Desi-Queering Harvard: Apphia Kumar on building youth leadership
On the 16th of February, the 2014 Harvard India Conference featured, for the first time in its history, a panel discussion LGBT Rights in India: The Way Forward featuring community spokespersons and activists based in India and the US. Orinam is pleased to bring you the first in what will be hopefully a series of talks from this panel.
Apphia Kumar, representing young Indian LGBT voices and the bisexual community, writes “It always humbles me to have these opportunities to speak up and reminds me how important my voice is, as a bisexual Indian woman, and that there is hope for things to get better for us and for future generations.”
Please click to listen to her talk, and read the transcript below:
“My experience as an advocate for the Indian LGBT community is something that came about by way of necessity and I have had to learn on the job. Like almost every other young LGBT person my age, I grew up thinking that I was the only queer in the country. I grew up in a predominantly South Indian and very Christian home and in a city with no visible LGBT community, support system or allies. In the small world around me, no one was queer as far as I knew, we didn’t talk about sex or sexual orientation and when I tried asking my parents to send me to a therapist because I thought there was something wrong with me, they refused.
It took me over four years, a South African roommate in Malaysia, four seasons of The L Word, a lot of articles, a few emails from Robyn Ochs – an amazing bi activist from Boston – an online conversation with Siddharth Narrain and the courage to show up at a meetup by ‘Good as You, Bangalore’ where I met him and a group of men who didn’t identify as straight either, for the first time in my life. Soon after that, Bangalore had its first Pride and at it, I – like many others – experienced a profound sense of liberation and empowerment. So I was being called a lesbian… that made me even more determined to correct people and create a space for me as a bisexual. If you were going to give me a label, give me the right one. It finally felt like it was okay to be exactly who I am.
In 2009, my father was diagnosed with cancer and I had to move back home, to Pune – which isn’t a big metro city. After a couple of months back home, I missed being a part of a community that knew exactly who I was and accepted me unconditionally. On a trip back to Bangalore, I mentioned this to Siddharth and another brilliant activist – they both heard me out and then told me that if I wanted things to change, I had to do something about it myself. That’s what they all did. Siddharth introduced me to someone from Pune who had just moved to Bangalore. He told me that though there wasn’t any ‘visible community’, there were a few of his friends he could put me in touch with. I jumped at the opportunity, but wanted to do more. With the few resources I had available to me at the time, by way of my job in the entertainment industry and the internet, I managed to get a venue to open it’s doors exclusively to LGBT people for one night. We had 55 people show up the first night, simply looking for a safe space to socialize in. They were some of the warmest and nicest people I’d ever met, and though they didn’t know me at all we had an automatic sense of belonging. Even the staff at the venue were pleasantly surprised and felt a sense of community among us.

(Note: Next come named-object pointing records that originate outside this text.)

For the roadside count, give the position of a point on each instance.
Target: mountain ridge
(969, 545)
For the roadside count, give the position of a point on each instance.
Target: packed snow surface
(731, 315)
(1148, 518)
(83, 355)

With one event every month for about three years, we grew consistently to over a community of 400 people who identified as LGBT or were allies. I ensured that we were a family friendly space, very aware of the younger crowd that were reaching out and we made it a point to celebrate every coming out like it was a big birthday party. From connections made here, emerged a digital monthly magazine, called The Queer Chronicle and a local support group for Marathi speaking queer men. The fact that we were doing all of this without any major financial backing or bigger NGO, encouraged us even though we had our share of opposition.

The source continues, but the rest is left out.